Loin d’être un phénomène nouveau, la fuite des cerveaux continue de sévir au Maroc. Sécurité,  évolution de carrière, valorisation et épanouissement sont les principales raisons qui motivent cette mobilité. Le choix des cadres et des étudiants marocains de travailler et étudier à l’étranger, et très souvent d’y rester, est un phénomène qui met à mal le développement économique du pays.

Les compétences fuient le pays et ne reviennent pas

Selon une étude parue dans la dernière livraison du magazine anglais “Arab Weekly”, le Maroc enregistre le 2e taux de fuite des cerveaux le plus élevé dans la région du Moyen-Orient et de l’Afrique du Nord (MENA).
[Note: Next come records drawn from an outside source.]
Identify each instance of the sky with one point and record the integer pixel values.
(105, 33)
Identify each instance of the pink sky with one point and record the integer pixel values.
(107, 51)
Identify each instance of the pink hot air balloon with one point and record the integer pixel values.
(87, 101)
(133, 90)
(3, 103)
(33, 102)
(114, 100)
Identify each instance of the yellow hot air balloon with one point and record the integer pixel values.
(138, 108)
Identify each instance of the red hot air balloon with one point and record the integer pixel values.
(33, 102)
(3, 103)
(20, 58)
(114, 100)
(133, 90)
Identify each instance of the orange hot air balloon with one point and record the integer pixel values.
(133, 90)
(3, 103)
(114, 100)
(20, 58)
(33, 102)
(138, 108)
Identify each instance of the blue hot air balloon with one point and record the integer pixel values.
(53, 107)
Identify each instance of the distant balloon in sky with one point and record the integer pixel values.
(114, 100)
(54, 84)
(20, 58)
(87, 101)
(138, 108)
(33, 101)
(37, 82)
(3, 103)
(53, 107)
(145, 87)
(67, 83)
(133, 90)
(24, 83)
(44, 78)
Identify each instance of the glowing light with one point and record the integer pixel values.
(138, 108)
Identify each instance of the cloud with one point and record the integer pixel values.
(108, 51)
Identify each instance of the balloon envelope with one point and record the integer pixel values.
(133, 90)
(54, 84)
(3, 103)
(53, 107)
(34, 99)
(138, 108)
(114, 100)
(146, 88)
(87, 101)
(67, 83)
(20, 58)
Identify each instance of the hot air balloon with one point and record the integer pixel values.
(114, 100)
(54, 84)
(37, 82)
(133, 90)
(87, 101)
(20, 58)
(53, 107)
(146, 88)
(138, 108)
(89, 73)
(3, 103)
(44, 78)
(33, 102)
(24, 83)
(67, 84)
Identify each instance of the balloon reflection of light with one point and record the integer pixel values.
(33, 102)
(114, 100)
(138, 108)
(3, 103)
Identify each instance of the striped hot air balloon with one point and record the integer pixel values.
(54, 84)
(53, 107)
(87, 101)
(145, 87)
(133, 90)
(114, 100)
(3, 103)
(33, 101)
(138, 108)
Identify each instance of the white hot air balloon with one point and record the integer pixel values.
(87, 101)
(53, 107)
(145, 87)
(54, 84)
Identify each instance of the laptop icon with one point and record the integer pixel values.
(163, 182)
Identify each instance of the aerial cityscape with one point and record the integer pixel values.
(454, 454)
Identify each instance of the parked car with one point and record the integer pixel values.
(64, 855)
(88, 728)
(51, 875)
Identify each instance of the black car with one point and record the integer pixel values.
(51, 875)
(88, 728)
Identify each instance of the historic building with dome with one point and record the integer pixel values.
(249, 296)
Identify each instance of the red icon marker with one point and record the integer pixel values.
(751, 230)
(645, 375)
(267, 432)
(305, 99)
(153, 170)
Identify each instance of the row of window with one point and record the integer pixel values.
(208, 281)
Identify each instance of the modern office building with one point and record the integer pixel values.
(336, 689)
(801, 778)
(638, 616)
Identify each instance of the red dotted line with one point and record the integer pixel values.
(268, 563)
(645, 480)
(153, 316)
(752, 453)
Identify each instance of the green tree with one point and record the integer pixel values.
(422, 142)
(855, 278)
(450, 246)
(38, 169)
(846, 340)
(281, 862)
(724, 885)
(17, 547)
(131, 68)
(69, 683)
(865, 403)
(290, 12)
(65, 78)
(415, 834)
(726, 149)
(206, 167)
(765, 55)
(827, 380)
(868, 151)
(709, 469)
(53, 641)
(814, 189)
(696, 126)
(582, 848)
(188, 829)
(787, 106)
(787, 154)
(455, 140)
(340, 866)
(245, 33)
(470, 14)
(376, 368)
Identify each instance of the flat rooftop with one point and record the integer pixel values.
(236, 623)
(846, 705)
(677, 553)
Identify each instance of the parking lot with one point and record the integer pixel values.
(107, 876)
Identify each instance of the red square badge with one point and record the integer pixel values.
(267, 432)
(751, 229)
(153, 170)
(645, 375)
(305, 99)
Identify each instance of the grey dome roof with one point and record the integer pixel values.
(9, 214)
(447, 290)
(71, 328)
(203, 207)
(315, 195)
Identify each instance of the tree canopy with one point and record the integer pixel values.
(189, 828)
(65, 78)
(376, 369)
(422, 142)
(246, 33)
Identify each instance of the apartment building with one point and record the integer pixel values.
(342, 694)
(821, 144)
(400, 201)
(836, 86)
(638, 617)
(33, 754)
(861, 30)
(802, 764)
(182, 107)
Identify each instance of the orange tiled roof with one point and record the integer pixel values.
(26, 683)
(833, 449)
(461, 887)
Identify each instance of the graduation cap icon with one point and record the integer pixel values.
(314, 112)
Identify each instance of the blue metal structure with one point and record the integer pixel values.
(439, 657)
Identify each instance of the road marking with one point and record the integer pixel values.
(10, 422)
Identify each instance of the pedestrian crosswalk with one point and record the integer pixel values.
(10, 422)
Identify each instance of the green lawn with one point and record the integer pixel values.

En effet, plusieurs compétences marocaines ainsi qu’une grande majorité d’étudiants préfèrent faire carrière à l’étranger.

L’étude décrit l’ampleur du phénomène à travers des chiffres alarmants. Pas moins de 50 000 marocains font leurs études à l’étranger et près de 20 000 experts et hauts cadres dans divers domaines optent pour une carrière à l’international.

L’hebdomadaire anglophone a mentionné un extrait du discours du Roi Mohammed VI le 20 août dernier, à l’occasion de l’anniversaire de la révolution du roi et du peuple, où le Souverain avait soulevé cette problématique. « Lorsqu’un nombre de jeunes, notamment parmi les hauts diplômés des branches scientifiques et techniques, pensent émigrer, ils ne sont pas uniquement motivés par les incitations alléchantes de la vie à l’étranger. Ils envisagent cette éventualité aussi parce qu’ils manquent dans leur propre pays d’un climat et de conditions favorables à la vie active, à la promotion professionnelle, à l’innovation et à la recherche scientifique ».

Une situation alarmante pour l’économie du Maroc

 

Le constat dévoilé par “Arab Weekly” est révélateur des difficultés économiques et du taux de chômage des diplômés au Maroc, qui font partie des principales causes de la migration dans toutes ses formes. En outre, d’autres aspects incitent les compétences marocaines à s’expatrier, notamment la modicité du budget consacré à la recherche, l’absence d’une stratégie claire et l’incapacité de l’économie nationale à répondre aux aspirations de ceux qui ont acquis un haut niveau de qualification.

Malgré ces chiffres alarmants, le gouvernement tente de rassurer. Appelé à s’expliquer sur le sujet à la Chambre des représentants, le ministre de l’Education nationale a exprimé que le phénomène de fuite des cerveaux touche tous les pays. « C’est une tendance mondiale liée à la mobilité des compétences qui cherchent à bénéficier de plus d’avantages et de salaires plus attractifs dans les pays d’accueil », avait-il indiqué.